In many cases you will find that a broker will offer you the best CD interest rates. There are a few drawbacks with going this route. For one, they frequently require a much larger investment amount than a bank or a credit union. Often times they require a minimum investment of $10, 000 or more. Secondly, the risk is higher when you purchase from a broker because they may or may not be insured by the Federal Insurance Deposit Corporation (FDIC). You always have the option of specifically requesting an insured certificate of deposit or if the risk is too high for you, go to a bank or credit union. Lastly, brokerage fees can be ridiculously high. Make sure you know what the fees are up front before you purchase. You may find that you are better off going to a financial institution instead because the brokerage fees exceed the amount that you would make from the higher interest rates.

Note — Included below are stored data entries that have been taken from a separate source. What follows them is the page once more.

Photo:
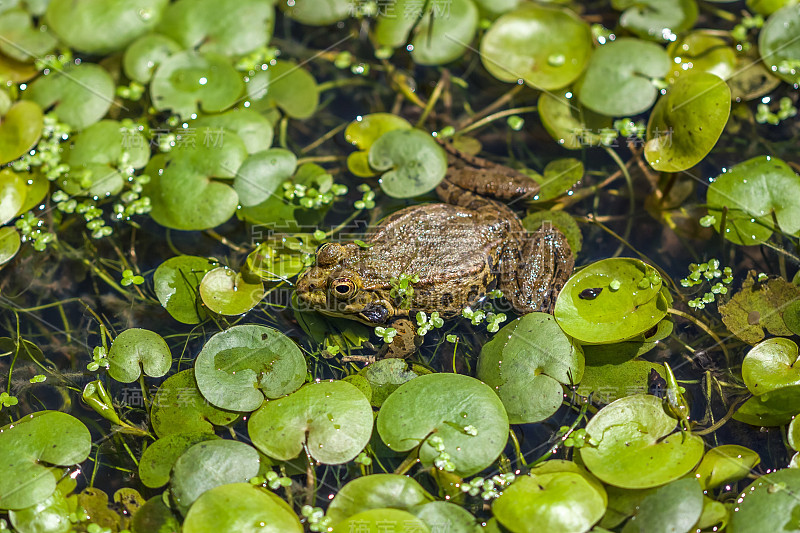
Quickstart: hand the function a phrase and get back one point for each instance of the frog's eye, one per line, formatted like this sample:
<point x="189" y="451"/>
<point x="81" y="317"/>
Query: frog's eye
<point x="343" y="288"/>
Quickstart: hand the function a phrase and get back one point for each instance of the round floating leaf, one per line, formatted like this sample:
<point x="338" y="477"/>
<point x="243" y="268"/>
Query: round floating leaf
<point x="229" y="28"/>
<point x="135" y="350"/>
<point x="145" y="54"/>
<point x="778" y="43"/>
<point x="548" y="47"/>
<point x="210" y="464"/>
<point x="770" y="365"/>
<point x="552" y="502"/>
<point x="158" y="459"/>
<point x="768" y="504"/>
<point x="752" y="191"/>
<point x="673" y="507"/>
<point x="618" y="79"/>
<point x="588" y="309"/>
<point x="635" y="444"/>
<point x="687" y="122"/>
<point x="176" y="282"/>
<point x="239" y="366"/>
<point x="333" y="419"/>
<point x="465" y="413"/>
<point x="262" y="174"/>
<point x="81" y="95"/>
<point x="178" y="407"/>
<point x="363" y="132"/>
<point x="657" y="19"/>
<point x="286" y="85"/>
<point x="188" y="81"/>
<point x="243" y="508"/>
<point x="413" y="162"/>
<point x="101" y="27"/>
<point x="20" y="130"/>
<point x="377" y="491"/>
<point x="28" y="447"/>
<point x="526" y="363"/>
<point x="226" y="292"/>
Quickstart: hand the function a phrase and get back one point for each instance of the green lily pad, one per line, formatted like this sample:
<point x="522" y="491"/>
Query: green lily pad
<point x="210" y="464"/>
<point x="20" y="130"/>
<point x="752" y="191"/>
<point x="136" y="350"/>
<point x="227" y="28"/>
<point x="551" y="502"/>
<point x="618" y="79"/>
<point x="176" y="282"/>
<point x="363" y="132"/>
<point x="332" y="420"/>
<point x="658" y="20"/>
<point x="377" y="491"/>
<point x="686" y="123"/>
<point x="287" y="86"/>
<point x="262" y="174"/>
<point x="757" y="307"/>
<point x="158" y="459"/>
<point x="80" y="95"/>
<point x="526" y="363"/>
<point x="226" y="292"/>
<point x="102" y="27"/>
<point x="238" y="367"/>
<point x="636" y="446"/>
<point x="768" y="504"/>
<point x="145" y="54"/>
<point x="413" y="163"/>
<point x="178" y="407"/>
<point x="243" y="508"/>
<point x="446" y="404"/>
<point x="676" y="506"/>
<point x="187" y="81"/>
<point x="548" y="47"/>
<point x="778" y="43"/>
<point x="611" y="315"/>
<point x="725" y="464"/>
<point x="20" y="39"/>
<point x="28" y="448"/>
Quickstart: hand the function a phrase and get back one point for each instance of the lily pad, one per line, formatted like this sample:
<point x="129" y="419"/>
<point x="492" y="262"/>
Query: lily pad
<point x="618" y="80"/>
<point x="238" y="367"/>
<point x="548" y="47"/>
<point x="178" y="407"/>
<point x="20" y="130"/>
<point x="135" y="350"/>
<point x="226" y="292"/>
<point x="377" y="491"/>
<point x="445" y="405"/>
<point x="187" y="81"/>
<point x="526" y="363"/>
<point x="102" y="27"/>
<point x="80" y="95"/>
<point x="551" y="502"/>
<point x="588" y="309"/>
<point x="28" y="448"/>
<point x="210" y="464"/>
<point x="243" y="508"/>
<point x="636" y="446"/>
<point x="176" y="282"/>
<point x="687" y="122"/>
<point x="413" y="163"/>
<point x="332" y="420"/>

Pay close attention to the maturity date of your CD. Some financial institutions and brokers will automatically renew it when it matures if you do not specify otherwise. If this happens, you could potentially miss out on a higher interest rate because you are locked in at the old interest rate until it matures again. Rather than allowing them to auto renew the same CD when it expires, you are better off taking the money and reinvesting it into a different, higher rate one.

A long term CD is another great option if you are looking to make a long-term investment and you are not overly concerned about maintaining the absolute best interest rate. The longer you invest your money, the longer the bank, credit union, or broker has to make a profit from it. For this reason, they will offer a higher interest rate. It just makes sense to go this route because you are getting a great return rate on your investment, even if it is not the highest.

Getting the best rate on your certificate of deposit is not difficult. It just requires a little research and patience. If you are going to invest your money, why not get the highest return possible on it?




For more information on Certificate of Deposit Interest Rates [http://www.cdinterestratesguide.com/index.html] visit www.cdinterestratesguide.com [http://www.cdinterestratesguide.com] today!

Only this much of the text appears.